The other ruffian laughed unpleasantly and added that Tolly would undoubtedly need the shovel for more digging, unless he’d rather make do with his bare hands.

Tolly grabbed up the shovel with one hand and held the rope as well as he could with the other—it was difficult, painful, even with the broken, blistered flesh wrapped up in the makeshift bandage he’d torn from his shirt.

He was hauled up—the ruffians were kind enough to catch him under his arms as the rope slipped in his grasp, and they lifted him out of the hole.

Then he began the weary task of gathering refuse, in various forms. There were broken toys and household items obviously taken from neighbouring hobbit holes for the ruffians’ amusement, pointless destruction evidently a popular pastime. There were mouldering half-gnawed bones, and other spoiled food, and of course Tolly’s guards encouraged him to help himself, if he were feeling at all peckish.

There was a quantity of torn and smelly hobbit clothing, likely used by the visiting Men after relieving themselves, or so Tolly gathered from the stains and stench. Tolly’s gorge rose at the thought of handling such, but he didn’t have much choice, with one watching man tapping at his boot with his club, and the other fingering a whip as he smirked. The hobbit found a wadded-up blanket that had seen better times, and with a stick he poked and prodded the more disgusting trash onto the blanket. Once loaded, he dragged his makeshift conveyance to the hole and tipped its contents in, only to have to go back for more.

It was no wonder the woodmen had complained to the ruffians about their filth and litter, and insisted that the visiting men clean up after themselves. Only it fell to Tolly, to be the one to clear the horrid rubbish away.

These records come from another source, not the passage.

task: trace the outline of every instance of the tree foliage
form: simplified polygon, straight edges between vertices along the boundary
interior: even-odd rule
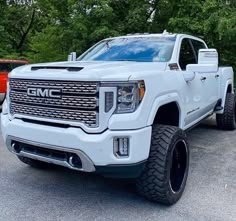
[[[189,33],[236,68],[235,0],[0,0],[0,57],[65,60],[128,33]]]

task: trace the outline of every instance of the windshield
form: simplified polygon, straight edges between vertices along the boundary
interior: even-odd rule
[[[167,62],[171,59],[175,37],[132,37],[101,41],[79,61]]]
[[[3,62],[0,63],[0,72],[11,72],[14,68],[20,67],[22,65],[25,65],[24,63],[7,63]]]

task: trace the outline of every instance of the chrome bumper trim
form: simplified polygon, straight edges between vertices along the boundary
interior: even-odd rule
[[[40,155],[37,155],[37,154],[28,153],[28,152],[25,152],[25,151],[20,151],[19,153],[16,153],[14,151],[13,147],[12,147],[12,141],[16,141],[16,142],[20,142],[20,143],[40,147],[40,148],[47,148],[47,149],[51,149],[51,150],[64,151],[64,152],[67,152],[67,153],[76,154],[81,160],[82,168],[73,167],[67,161],[62,161],[62,160],[57,160],[57,159],[53,159],[53,158],[49,158],[49,157],[44,157],[44,156],[40,156]],[[94,172],[96,170],[93,162],[89,159],[89,157],[85,153],[83,153],[80,150],[75,150],[75,149],[71,149],[71,148],[64,148],[64,147],[59,147],[59,146],[53,146],[53,145],[48,145],[48,144],[43,144],[43,143],[37,143],[37,142],[24,140],[24,139],[20,139],[20,138],[17,138],[17,137],[12,137],[12,136],[7,137],[6,145],[7,145],[7,148],[9,149],[9,151],[16,154],[17,156],[28,157],[28,158],[31,158],[31,159],[34,159],[34,160],[39,160],[39,161],[43,161],[43,162],[46,162],[46,163],[52,163],[52,164],[60,165],[60,166],[63,166],[63,167],[67,167],[69,169],[83,171],[83,172]]]

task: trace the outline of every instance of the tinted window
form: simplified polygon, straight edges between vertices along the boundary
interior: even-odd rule
[[[186,70],[188,64],[197,64],[197,60],[189,39],[185,38],[181,43],[179,65],[182,70]]]
[[[131,37],[104,40],[81,61],[167,62],[171,59],[175,37]]]
[[[197,55],[197,58],[198,58],[198,52],[200,49],[205,49],[206,46],[203,42],[201,41],[197,41],[197,40],[191,40],[192,41],[192,44],[193,44],[193,47],[194,47],[194,50],[196,52],[196,55]]]
[[[25,65],[24,63],[0,63],[0,72],[11,72],[14,68]]]

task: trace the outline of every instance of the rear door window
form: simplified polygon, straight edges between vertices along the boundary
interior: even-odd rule
[[[197,58],[190,39],[184,38],[180,48],[179,65],[182,70],[186,70],[188,64],[197,64]]]
[[[199,50],[200,49],[206,49],[207,47],[206,47],[206,45],[203,43],[203,42],[201,42],[201,41],[197,41],[197,40],[191,40],[191,42],[192,42],[192,45],[193,45],[193,47],[194,47],[194,50],[195,50],[195,53],[196,53],[196,55],[197,55],[197,60],[198,60],[198,52],[199,52]]]

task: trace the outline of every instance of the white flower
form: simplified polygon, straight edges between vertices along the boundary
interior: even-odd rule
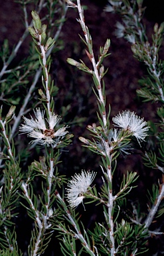
[[[46,121],[44,119],[44,111],[41,111],[39,108],[34,110],[35,119],[31,117],[31,119],[23,117],[25,124],[22,124],[19,131],[22,133],[27,133],[29,137],[35,139],[32,143],[37,142],[41,145],[51,145],[54,147],[60,143],[61,137],[62,138],[67,133],[66,129],[68,127],[63,126],[54,131],[54,127],[60,119],[58,115],[54,113],[50,114],[48,120],[46,120],[48,125],[46,125]]]
[[[68,182],[67,190],[67,201],[70,207],[76,207],[85,198],[84,193],[87,192],[92,183],[96,173],[82,171],[81,174],[75,174],[72,179]]]
[[[123,130],[129,131],[133,136],[135,136],[139,143],[140,141],[144,141],[147,136],[147,131],[149,130],[147,122],[143,118],[140,118],[134,112],[129,111],[123,111],[115,117],[113,117],[113,122],[116,126],[122,128]]]

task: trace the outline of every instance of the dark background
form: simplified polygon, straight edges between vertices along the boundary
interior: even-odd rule
[[[160,23],[164,20],[163,2],[159,0],[146,0],[143,2],[143,5],[147,6],[143,22],[146,25],[148,37],[150,40],[155,23]],[[155,121],[154,109],[157,109],[157,105],[142,103],[141,99],[136,95],[136,89],[139,88],[138,79],[146,74],[146,69],[142,63],[138,62],[133,57],[129,43],[122,38],[116,38],[114,35],[115,25],[118,21],[121,21],[120,17],[118,15],[104,11],[104,8],[107,3],[105,0],[84,0],[82,1],[82,3],[88,7],[84,15],[86,23],[92,35],[95,57],[98,55],[100,46],[104,45],[106,39],[111,39],[110,48],[111,55],[105,59],[104,63],[105,67],[108,67],[109,68],[104,80],[107,105],[110,103],[112,108],[111,117],[117,115],[119,111],[129,109],[134,111],[137,115],[144,117],[146,121],[150,119]],[[70,105],[70,110],[65,117],[66,121],[73,120],[76,115],[79,117],[85,117],[82,125],[73,125],[70,127],[70,131],[74,133],[74,137],[72,144],[67,151],[64,151],[62,153],[63,164],[61,167],[63,173],[68,177],[72,175],[76,171],[80,171],[82,169],[94,170],[98,173],[96,181],[99,185],[101,183],[101,174],[98,159],[88,149],[84,149],[78,139],[79,136],[87,135],[86,128],[88,125],[97,122],[96,101],[92,89],[93,82],[89,75],[82,73],[74,67],[70,67],[66,63],[66,59],[72,57],[77,61],[81,59],[90,65],[86,55],[84,44],[78,36],[78,33],[82,35],[82,33],[80,25],[76,21],[77,17],[77,12],[74,9],[70,9],[60,35],[60,39],[64,42],[64,49],[52,55],[52,74],[59,88],[59,95],[55,100],[56,112],[60,114],[60,109],[62,105],[66,107],[68,105]],[[22,10],[18,3],[11,0],[6,0],[3,2],[3,4],[1,4],[1,45],[5,38],[9,39],[11,49],[13,45],[17,43],[24,31],[22,18]],[[31,41],[31,37],[29,36],[13,63],[13,66],[23,57],[28,55]],[[163,43],[162,46],[163,47]],[[163,53],[161,52],[161,57],[163,55]],[[120,156],[116,178],[120,182],[122,174],[125,173],[127,170],[138,172],[141,178],[137,181],[137,192],[135,191],[133,195],[136,197],[137,193],[137,200],[141,203],[143,209],[146,211],[147,189],[151,187],[154,181],[157,180],[158,174],[155,173],[154,171],[147,169],[142,165],[139,149],[135,153],[127,157]],[[32,161],[33,159],[31,159]],[[91,205],[88,205],[86,212],[81,206],[79,207],[79,211],[82,212],[82,218],[84,220],[88,219],[86,225],[89,228],[92,228],[95,221],[100,221],[102,217],[101,214],[100,217],[99,216],[99,209],[95,207],[91,207]],[[29,225],[31,228],[27,226],[26,230],[25,230],[23,223],[25,218],[27,218],[27,217],[25,213],[22,213],[22,216],[23,215],[25,215],[24,219],[21,217],[19,223],[19,224],[21,223],[22,229],[19,227],[17,231],[19,246],[23,249],[29,243],[27,242],[27,239],[30,237],[31,228],[31,225]],[[28,224],[28,221],[26,221]],[[163,226],[163,221],[161,220],[161,226]],[[158,248],[160,249],[159,249],[157,255],[161,255],[159,251],[162,251],[161,248],[163,246],[163,237],[160,236],[151,239],[147,245],[151,248],[151,251],[148,254],[145,253],[144,255],[153,255],[158,251]],[[60,253],[57,252],[58,249],[56,248],[56,246],[55,250],[54,249],[54,241],[58,245],[58,241],[53,237],[51,247],[48,251],[46,251],[45,255],[60,255]]]

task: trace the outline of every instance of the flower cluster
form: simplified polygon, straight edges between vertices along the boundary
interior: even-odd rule
[[[113,121],[116,126],[128,131],[131,135],[135,136],[139,143],[139,141],[144,141],[149,130],[147,122],[143,118],[140,118],[134,112],[123,111],[113,117]]]
[[[41,145],[51,145],[55,147],[63,137],[68,133],[66,131],[67,126],[63,126],[54,131],[54,127],[60,119],[58,115],[54,113],[50,113],[48,120],[46,119],[48,123],[48,127],[46,125],[46,121],[44,118],[44,111],[41,111],[40,108],[37,108],[36,111],[34,110],[35,119],[31,117],[31,119],[23,117],[25,124],[22,124],[19,128],[19,131],[22,133],[27,133],[29,137],[31,137],[35,139],[32,143],[37,143]]]
[[[67,201],[70,207],[76,207],[81,203],[85,198],[84,194],[88,190],[90,185],[92,183],[96,173],[86,172],[82,171],[81,174],[75,174],[72,179],[68,182],[67,190]]]

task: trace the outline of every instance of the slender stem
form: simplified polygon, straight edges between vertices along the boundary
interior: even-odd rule
[[[40,3],[39,4],[39,11],[38,11],[39,13],[41,11],[41,9],[42,8],[43,4],[44,4],[44,1],[41,0]],[[33,22],[31,21],[30,25],[32,25],[32,24],[33,24]],[[3,68],[0,72],[0,79],[2,77],[2,76],[4,75],[4,73],[5,73],[5,71],[7,69],[9,65],[13,61],[14,57],[17,55],[17,53],[20,47],[21,46],[21,45],[22,45],[23,42],[24,41],[24,40],[25,39],[25,38],[27,37],[28,34],[29,34],[29,30],[28,30],[28,28],[27,27],[25,32],[23,33],[22,37],[21,37],[19,42],[16,45],[15,47],[13,50],[13,51],[12,51],[11,55],[9,56],[7,61],[6,61],[3,63]]]
[[[148,229],[151,224],[155,213],[157,211],[158,207],[164,197],[164,183],[161,185],[159,195],[156,199],[155,203],[151,207],[147,217],[145,221],[145,227]]]
[[[84,11],[82,8],[81,4],[80,4],[80,0],[77,0],[77,9],[79,13],[80,20],[79,22],[80,23],[81,27],[82,29],[82,31],[84,34],[85,39],[87,43],[87,45],[89,49],[89,54],[90,54],[90,59],[92,61],[92,66],[94,68],[94,72],[96,75],[96,79],[98,81],[98,86],[97,86],[97,89],[98,92],[98,100],[101,105],[102,105],[104,107],[104,109],[106,109],[106,103],[105,100],[103,96],[102,93],[102,85],[101,85],[101,78],[100,75],[98,73],[98,69],[97,68],[96,62],[94,58],[94,55],[92,49],[92,38],[89,33],[88,28],[86,27],[84,21]],[[108,125],[107,125],[107,115],[106,110],[102,113],[102,121],[103,121],[103,125],[104,125],[104,133],[106,135],[108,135]],[[108,136],[106,136],[108,137]],[[107,173],[108,177],[109,179],[109,183],[112,185],[112,157],[110,154],[110,145],[109,145],[109,141],[104,141],[104,147],[105,147],[105,152],[106,155],[106,157],[108,158],[110,160],[110,166],[108,166],[107,168]],[[108,185],[108,221],[110,226],[110,240],[112,243],[111,245],[111,256],[114,255],[115,254],[115,243],[114,243],[114,221],[113,221],[113,216],[112,216],[112,209],[114,206],[114,197],[112,194],[112,188],[110,189]]]
[[[68,216],[68,218],[69,219],[69,221],[70,221],[71,224],[72,225],[72,226],[74,227],[74,229],[76,230],[76,237],[78,238],[78,239],[80,239],[82,241],[82,243],[83,243],[84,246],[88,250],[89,250],[90,251],[91,254],[93,256],[95,256],[96,255],[94,254],[94,253],[93,252],[93,251],[92,250],[90,247],[88,245],[88,243],[87,241],[85,239],[85,238],[82,235],[80,230],[79,230],[79,227],[77,227],[76,222],[74,221],[74,219],[71,216],[71,214],[70,213],[70,211],[68,209],[68,208],[67,208],[67,207],[66,207],[66,205],[65,204],[65,202],[64,201],[64,200],[62,200],[62,199],[60,197],[59,193],[56,192],[56,195],[58,197],[58,199],[60,200],[60,201],[62,203],[62,206],[63,206],[63,207],[64,209],[64,211],[66,211],[66,214]]]

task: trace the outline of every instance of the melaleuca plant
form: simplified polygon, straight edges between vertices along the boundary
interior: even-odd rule
[[[21,1],[26,30],[11,54],[6,40],[1,53],[3,61],[0,73],[1,99],[3,106],[0,111],[0,160],[3,169],[0,187],[0,253],[2,255],[47,255],[52,239],[54,254],[57,247],[60,247],[60,253],[64,255],[123,256],[144,253],[147,251],[148,237],[162,234],[159,228],[152,230],[151,225],[156,217],[163,213],[161,203],[163,182],[160,177],[157,184],[152,185],[152,191],[148,191],[147,211],[141,213],[139,204],[131,197],[129,199],[129,195],[136,189],[138,175],[135,171],[125,170],[120,177],[120,182],[117,182],[118,162],[120,155],[128,157],[135,147],[142,154],[147,167],[163,172],[164,111],[162,105],[157,109],[157,124],[145,121],[131,109],[120,109],[118,115],[111,117],[111,107],[106,103],[104,81],[108,70],[103,65],[104,59],[110,54],[110,40],[106,39],[96,57],[80,0],[66,2],[66,5],[65,1],[58,0],[47,3],[35,1],[36,10],[32,11],[33,21],[29,23],[27,5],[29,1]],[[117,11],[123,17],[123,25],[117,23],[116,35],[124,36],[131,43],[135,57],[147,67],[149,76],[141,79],[143,88],[138,91],[139,94],[146,100],[158,101],[162,104],[163,64],[158,61],[158,51],[161,43],[163,25],[155,25],[151,45],[141,23],[144,11],[142,1],[109,2],[110,7],[106,10]],[[48,14],[41,19],[40,12],[43,7],[47,8]],[[63,149],[68,148],[73,135],[69,133],[70,125],[64,122],[64,119],[61,118],[60,113],[56,110],[55,99],[58,97],[58,89],[50,75],[50,53],[52,49],[56,51],[55,41],[68,7],[77,11],[77,21],[83,33],[80,37],[91,65],[71,56],[68,57],[67,62],[92,77],[93,95],[97,102],[96,122],[88,124],[90,137],[82,134],[79,143],[82,142],[85,150],[94,153],[94,161],[98,159],[96,156],[100,156],[101,161],[97,171],[84,169],[80,173],[74,171],[74,175],[67,181],[60,169],[60,163]],[[55,27],[57,31],[54,35]],[[18,67],[9,69],[9,65],[14,59],[28,31],[33,41],[31,56]],[[31,77],[34,77],[33,82],[27,88]],[[41,83],[37,84],[37,83],[39,80]],[[25,96],[18,93],[15,97],[13,97],[19,90],[23,90]],[[22,99],[23,103],[17,109],[17,105]],[[6,111],[6,103],[10,106],[8,111]],[[78,117],[74,123],[78,123],[77,119]],[[33,151],[38,153],[36,158],[31,154]],[[96,185],[98,175],[101,180],[100,187]],[[128,200],[131,209],[127,209]],[[101,215],[100,221],[95,221],[92,229],[88,229],[81,220],[81,209],[84,211],[90,209],[87,204],[90,204],[89,207],[92,205],[98,207]],[[30,237],[26,237],[27,245],[23,252],[17,241],[17,232],[21,225],[17,218],[20,217],[19,212],[21,211],[28,214],[31,229]],[[24,233],[25,224],[24,219]],[[55,243],[53,234],[58,239],[54,240]]]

Numbly he trudged back and forth, his exhaustion growing as he slowly filled the hole he’d dug, He wondered if he’d have the strength to dig another if need be, and how long they would keep him digging holes and filling them up again—perhaps they’d find him a convenient dogsbody and never let him go, keeping him just for such “little tasks” as this; and he wondered whether, just perhaps, Ferdi’d had the better part of the bargain after all.